A simple rule of thumb is to check it once a year. This is handy, especially before winters when the fireplaces get used the most.
CSIA suggests that fireplaces be cleaned when:
- You have to use the fireplace (i.e., annually). If you feel like you had it cleaned shortly before, it is still advisable to inspect the flue system.
- 1/8″ or 3mm of soot and other residue build-up is inside the hearth
- Glaze appears (immediate scrubbing).
- National Fire Protection Association (NFPA) has a different set of criteria.
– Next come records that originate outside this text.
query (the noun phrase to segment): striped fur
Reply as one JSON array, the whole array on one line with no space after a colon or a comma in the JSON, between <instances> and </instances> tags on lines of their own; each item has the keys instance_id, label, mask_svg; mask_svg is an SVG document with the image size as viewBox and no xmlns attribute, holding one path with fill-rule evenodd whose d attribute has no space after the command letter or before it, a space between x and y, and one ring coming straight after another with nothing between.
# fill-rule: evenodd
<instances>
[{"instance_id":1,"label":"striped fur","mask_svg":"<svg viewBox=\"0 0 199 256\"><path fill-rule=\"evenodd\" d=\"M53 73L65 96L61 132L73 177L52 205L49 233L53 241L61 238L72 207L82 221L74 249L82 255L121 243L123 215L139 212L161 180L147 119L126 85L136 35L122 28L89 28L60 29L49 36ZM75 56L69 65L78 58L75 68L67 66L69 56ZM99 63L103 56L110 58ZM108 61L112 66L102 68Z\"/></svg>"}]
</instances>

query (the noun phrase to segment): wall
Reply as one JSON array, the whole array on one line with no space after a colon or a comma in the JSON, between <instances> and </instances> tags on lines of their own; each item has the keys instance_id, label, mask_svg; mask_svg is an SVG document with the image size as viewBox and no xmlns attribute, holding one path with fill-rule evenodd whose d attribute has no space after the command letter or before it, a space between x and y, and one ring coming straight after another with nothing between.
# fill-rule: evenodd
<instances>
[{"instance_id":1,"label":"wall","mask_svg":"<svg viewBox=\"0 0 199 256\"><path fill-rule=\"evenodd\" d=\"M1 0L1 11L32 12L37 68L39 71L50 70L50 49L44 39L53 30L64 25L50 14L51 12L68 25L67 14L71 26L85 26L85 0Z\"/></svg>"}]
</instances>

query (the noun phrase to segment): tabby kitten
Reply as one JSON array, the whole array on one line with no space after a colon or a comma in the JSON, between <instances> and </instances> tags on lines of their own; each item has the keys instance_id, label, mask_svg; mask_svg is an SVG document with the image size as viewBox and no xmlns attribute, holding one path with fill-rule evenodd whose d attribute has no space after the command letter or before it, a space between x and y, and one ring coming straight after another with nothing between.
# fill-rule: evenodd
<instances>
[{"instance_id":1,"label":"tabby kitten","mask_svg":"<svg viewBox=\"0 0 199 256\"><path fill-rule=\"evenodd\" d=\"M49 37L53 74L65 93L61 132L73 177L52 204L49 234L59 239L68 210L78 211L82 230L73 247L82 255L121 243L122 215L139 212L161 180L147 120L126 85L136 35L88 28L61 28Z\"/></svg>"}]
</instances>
They include the following areas to be inspected thoroughly once a year:
- flue system
The NFPA Standard 211 reads that the above heating places in commercial and residential areas be inspected once a year for “soundness, freedom from deposits, and correct clearances.” It also mentions that preservation, conservation, and repair should be done as soon as required.
Other reasons that can warrant a chute inspection include:
- Leaves, branches, and trash that gets lodged in the opening due to wind, rain, and snow
- Pest rodents such as raccoons, squirrels, etc. and birds can turn the place into their nesting area
Even if you do not use your stack each year, ensure that the smoke chamber, flue liner, damper area, and firebox are inspected yearly.
What is the Best Time for Scouring?
The best time sweep companies garner profitable business is right after the heating season ends, i.e., in the spring. However, many people prefer to choose the last weeks of summer, early fall, or early winter. It is a good practice to schedule an initial appointment before the rush season. If you skipped a year, or a season, do not delay the upkeep process.
The funnel might need an analysis if, during humid summer months, your chute starts to stink. This stench is caused by creosote mixed with water vapors from abundant humidity or extensive air conditioning usage. To mitigate the stench, you need to perform thorough air duct cleaning.
If your vents are not working correctly, then it is time to invite technicians to look at your chute. This is also true for newly bought or repaired heating systems, e.g., a stove or a furnace, etc.
If you have recently moved to a different place, you must need technical help. When left unused for some time, vents take a toll on the masonry and lining work. The deterioration should immediately be reported to a technician.